Senin, 13 Mei 2013

Konsep Siri dalam Budaya Bugis-Makassar


Siri’ atau harga diri merupakan eksistensi diri masyarakat Bugis. Seseorang  yang tidak mempunyai Siri’ diumpamakan sebagai bangkai yang berjalan. Dalam ungkapan Bugis disebutkan: Siri' mi tumencaji tau(Hanya karena Siri’ lah kita dinamakan manusia). Dengan demikian, seorang Bugis-Makassar-Toraja-Mandar, diakui eksistensinya, jika tetap menjunjung tinggi dan memelihara nilai-nilai Siri' itu sendiri.
Siri’  merupakan konsep keperibadian yang menjadi falasafah hidup masyarakat Bugis.  Siri’  dijadikan hukum kehidupan.   Jika seseorang tidak lagi memiliki siri’  maka dapat dinilai indifidu itu tidak lagi memiliki kepribadian dan bermakna mati dalam aspek  psikologis.   Demikian seperti yang terdapat dalam ungkapan“siri’ mi tu narituo “ (karena malu kita hidup).   Malu menjadi miskin, malu menjadi seorang yang tidak taat pada sara’ (aturan agama).  “Masiri’ tuo mappale” (malu hidup menadahkan tangan) menjadi  falsafah hidup yang dipegang teguh oleh masyarakat Bugis.
Singkatnya, siri’ merupakan sebuah rasa malu yang terurai dalam dimensi-dimensi harkat dan martabat manusia atau rasa dendam dalam hal-hal yang berkaitan dengan kerangka kemulian dan pemulihan harga diri yang disesuaikan dengan norma-norma atau aturan adat dan sara’ (hukum Islam)  yang berlaku.   Seseorang akan merasa malu jika tidak dapat menempatkan diri dalam kondisi hidup yang layak.  Hidup layak dalam makna pengakuan terhadap eksistensi diri sebagai  pribadi yang bermartabat. Ketika seseorang bersilaturahmi kepada orang yang lain, ketika seorang bersalawat kepada Nabi atau ketika seseorang sedang melaksanakan shalat, demikian juga ketika seseorang sedang bekerja keras dalam memenuhi kebutuhan hidupnya, maka orang tersebut sedang dalam proses menjaga interaksi atau siri’nya. Seseorang yang bermasalah dengan urusan silaturahminya, salawatnya atau shalatnya, dan pekerjaannya, tentulah merupakan orang-orang yang juga bermasalah dalam urusan rasa malu atau siri’nya.

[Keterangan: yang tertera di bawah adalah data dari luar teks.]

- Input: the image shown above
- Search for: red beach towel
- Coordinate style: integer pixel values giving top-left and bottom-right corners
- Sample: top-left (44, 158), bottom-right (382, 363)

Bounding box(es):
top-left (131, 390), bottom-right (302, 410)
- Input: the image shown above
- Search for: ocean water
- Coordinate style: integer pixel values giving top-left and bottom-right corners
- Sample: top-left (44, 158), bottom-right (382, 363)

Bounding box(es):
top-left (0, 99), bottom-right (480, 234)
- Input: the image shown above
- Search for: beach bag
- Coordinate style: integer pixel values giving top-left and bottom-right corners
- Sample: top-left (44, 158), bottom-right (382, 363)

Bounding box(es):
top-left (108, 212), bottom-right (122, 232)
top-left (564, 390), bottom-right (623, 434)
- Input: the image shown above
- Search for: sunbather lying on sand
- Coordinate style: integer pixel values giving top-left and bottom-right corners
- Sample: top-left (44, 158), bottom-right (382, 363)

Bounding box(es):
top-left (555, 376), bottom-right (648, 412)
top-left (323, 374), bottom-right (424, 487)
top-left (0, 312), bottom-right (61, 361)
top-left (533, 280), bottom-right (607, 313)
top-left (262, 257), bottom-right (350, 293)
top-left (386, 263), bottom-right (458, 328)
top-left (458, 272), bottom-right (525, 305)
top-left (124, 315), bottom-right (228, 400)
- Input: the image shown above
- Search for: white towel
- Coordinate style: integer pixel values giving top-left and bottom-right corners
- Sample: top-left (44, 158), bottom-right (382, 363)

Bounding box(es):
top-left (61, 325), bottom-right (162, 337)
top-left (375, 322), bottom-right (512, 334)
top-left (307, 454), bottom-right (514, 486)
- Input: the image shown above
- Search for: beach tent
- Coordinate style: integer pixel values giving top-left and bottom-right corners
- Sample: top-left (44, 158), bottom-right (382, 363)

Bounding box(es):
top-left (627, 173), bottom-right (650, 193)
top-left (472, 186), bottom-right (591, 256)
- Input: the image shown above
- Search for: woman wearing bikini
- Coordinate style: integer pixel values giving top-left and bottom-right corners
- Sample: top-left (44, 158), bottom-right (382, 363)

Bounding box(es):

Penjabaran falsafah siri’ pada kenyataannya sudah  mengalami degradasi.    Sehingga sering kali siri’dimaknai sebagai upaya balas dendam jika terdapat pihak tertentu yang dirasakan menyinggung perasaan.   Aksi seperti ini bisa saja disebut sebagai bentuk perwujudan rasa siri’   namun sayangnya tidak jarang rasa siri’ itu juga dipicu oleh pihak lain yang “de’ ga sirina”(tidak memiliki rasa malu).   Jika seseorang memiliki sesuatu niat atau tujuan yang tidak baik, maka dalam konteks siri’, orang tersebut sebenarnya sudah mati atau tetap hidup namun “tuo fappadai olo’ kolo’e” (hidup sama dengan binatang).